ACR Meeting Abstracts

ACR Meeting Abstracts

  • Meetings
    • ACR Convergence 2024
    • ACR Convergence 2023
    • 2023 ACR/ARP PRSYM
    • ACR Convergence 2022
    • ACR Convergence 2021
    • ACR Convergence 2020
    • 2020 ACR/ARP PRSYM
    • 2019 ACR/ARP Annual Meeting
    • 2018-2009 Meetings
    • Download Abstracts
  • Keyword Index
  • Advanced Search
  • Your Favorites
    • Favorites
    • Login
    • View and print all favorites
    • Clear all your favorites
  • ACR Meetings

Abstract Number: 1296

Quantitative Measurements of Cartilage, Osteophyte, and Bone Marrow Lesion Volume in Knee Osteoarthritis

Lena Franziska Schaefer1, Ming Yin1, Meera Sury2, Scott Jamieson1, Jamie E. Collins3, Stacy Smith4 and Jeffrey Duryea1, 1Radiology, Brigham & Women's Hospital/ Harvard Medical School, Boston, MA, 2Brigham & Women's Hospital/ Harvard Medical School, Boston, MA, 3Orthopaedic and Arthritis Center for Outcomes Research, Department of Orthopedic Surgery, Brigham & Women's Hospital, Boston, MA, 4Radiology/Division of Musculoskeletal Imaging & Intervention, Brigham & Women's Hospital/ Harvard Medical School, Boston, MA

Meeting: 2016 ACR/ARHP Annual Meeting

Date of first publication: September 28, 2016

Keywords: Imaging, Knee and osteoarthritis

  • Tweet
  • Click to email a link to a friend (Opens in new window) Email
  • Click to print (Opens in new window) Print
Session Information

Date: Monday, November 14, 2016

Title: Imaging of Rheumatic Diseases - Poster II: XR/CT/PET/MRI

Session Type: ACR Poster Session B

Session Time: 9:00AM-11:00AM

Quantitative Measurements of Cartilage, Osteophyte, and Bone Marrow Lesion volume in Knee Osteoarthritis

Schaefer L.F., Yin M., Sury, M., Jamieson S., Collins J., Smith S., Duryea J.

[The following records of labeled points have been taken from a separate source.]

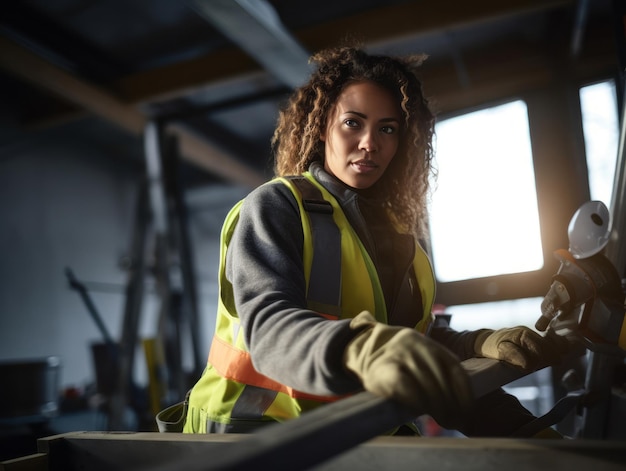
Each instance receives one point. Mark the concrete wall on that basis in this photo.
(68, 199)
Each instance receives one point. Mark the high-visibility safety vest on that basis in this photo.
(231, 396)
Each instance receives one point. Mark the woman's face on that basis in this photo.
(362, 134)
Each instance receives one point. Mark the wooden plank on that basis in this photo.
(34, 462)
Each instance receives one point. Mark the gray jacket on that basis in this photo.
(264, 263)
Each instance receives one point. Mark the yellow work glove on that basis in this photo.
(401, 363)
(520, 346)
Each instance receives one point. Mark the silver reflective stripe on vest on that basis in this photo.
(324, 290)
(323, 295)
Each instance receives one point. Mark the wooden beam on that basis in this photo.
(372, 26)
(28, 66)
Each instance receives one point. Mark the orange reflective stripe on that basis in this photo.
(236, 365)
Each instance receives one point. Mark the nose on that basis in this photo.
(369, 142)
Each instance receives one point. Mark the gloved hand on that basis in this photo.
(520, 346)
(401, 363)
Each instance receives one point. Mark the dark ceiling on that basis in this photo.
(214, 72)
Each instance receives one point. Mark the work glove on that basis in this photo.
(519, 346)
(402, 364)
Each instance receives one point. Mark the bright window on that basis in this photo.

Brigham and Women’s Hospital, Harvard Medical School, Boston, MA

Background/Purpose: Clinical trials and other large studies of knee osteoarthritis (OA) require efficient and objective methods to assess disease changes. Magnetic resonance imaging (MRI) offers superb soft tissue contrast and is ideal for visualizing many structures associated with knee OA. We have developed the MRI Osteoarthritis Software Score (MOSS), a software-based method that assesses volume change of osteophytes, cartilage, and bone marrow lesions (BMLs) for knee OA. The goal of our study is to assess all 600 subjects of the OA Biomarkers Consortium FNIH Study. This will further validate the method and demonstrate its suitability for use in highly-powered studies and clinical trials of knee OA.

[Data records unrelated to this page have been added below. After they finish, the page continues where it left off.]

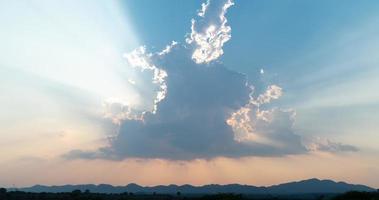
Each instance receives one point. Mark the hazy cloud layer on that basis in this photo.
(201, 108)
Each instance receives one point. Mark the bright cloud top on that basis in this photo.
(200, 109)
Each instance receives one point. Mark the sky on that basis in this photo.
(188, 92)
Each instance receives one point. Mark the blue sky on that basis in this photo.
(78, 89)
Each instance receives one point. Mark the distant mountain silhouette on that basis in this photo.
(300, 187)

Methods: The OA Biomarkers Consortium FNIH Study is a case-control study of knee OA progression nested within the Osteoarthritis Initiative (OAI). The study cohort was divided into four subgroups based on radiographic and pain progression: Group 1: radiographic and pain progression (n=194) Group 2: radiographic-only progression (n=103) Group 3: pain-only progression (n=103) Group 4: no radiographic or pain progression (n=200). Double echo steady state (DESS) pulse sequences were used for cartilage and osteophytes, and turbo spin echo (TSE) for BMLs. Baseline to 24 month volume change was analyzed as a predictor of case-control status in univariate models using logistic regression. This highly-powered longitudinal study represents the result of 3,600 individual measurements of OA structures on MRI scans.

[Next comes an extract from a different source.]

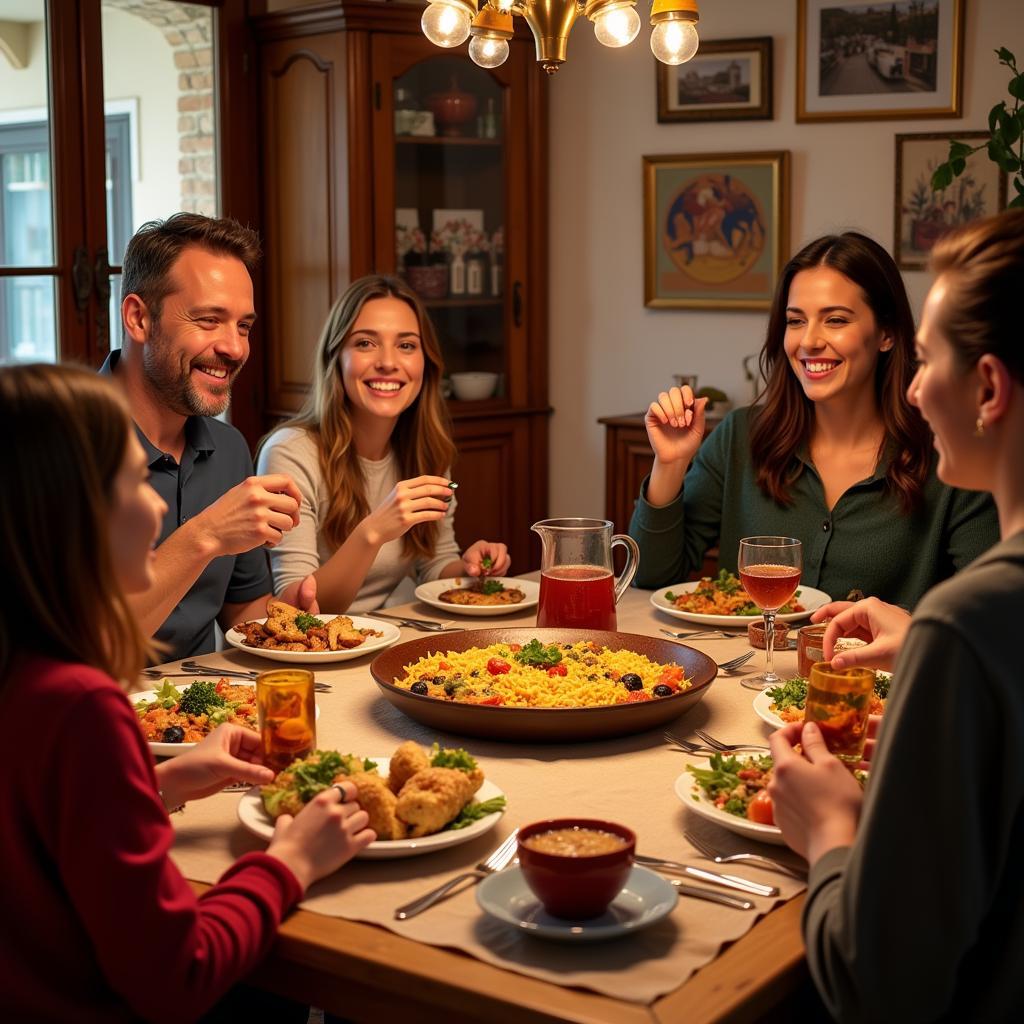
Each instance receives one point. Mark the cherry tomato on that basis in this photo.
(760, 809)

Results:   Change in volume of cartilage and osteophytes were strongly associated with radiographic progression: decreasing cartilage volume was associated with an increased odds of being a case, while increasing osteophyte and BML volume were associated with an increased odds of being a case. The association of cartilage and osteophyte volume change was lower but significant for pain progression. BMLs showed marginally significant associations with radiographic and pain progression. All three measurements (cartilage, osteophytes, and BMLs) can be performed in a total time of less than 30 minutes per knee, split roughly evenly between a research assistant and an experienced reader. Table 1: Results  

Primary analysis: cases (Group 1) versus controls (Group 2, 3, and 4) Radiographic (Group 1+2) versus non-radiographic progression (Group 3+4) Pain progression (Group 1+3) versus no pain progression (Group 2+4)
Variable Adjusted OR (95% CI) p-value Adjusted OR (95% CI) p-value Adjusted OR (95% CI) p-value
Cartilage 0.55 (0.45-0.67) <.0001 0.30 (0.22-0.39) <.0001 0.75 (0.63-0.90) 0.0018
Osteophytes 1.53 (1.27-1.85) <.0001 2.13 (1.69-2.69) <.0001 1.21 (1.02-1.45) 0.0329
Bone Marrow Lesions 1.25 (1.04-1.49)  0.0169   1.23 (1.02-1.48) 0.0285   1.21 (1.01-1.44) 0.0375 

Conclusion: We have demonstrated that measurements of cartilage, BML, and osteophyte volume using the MOSS method have clinical validity in a case-control study. The method is efficient and ideal for current and future large studies and clinical trials of knee OA requiring assessment of many thousands of MRI scans.  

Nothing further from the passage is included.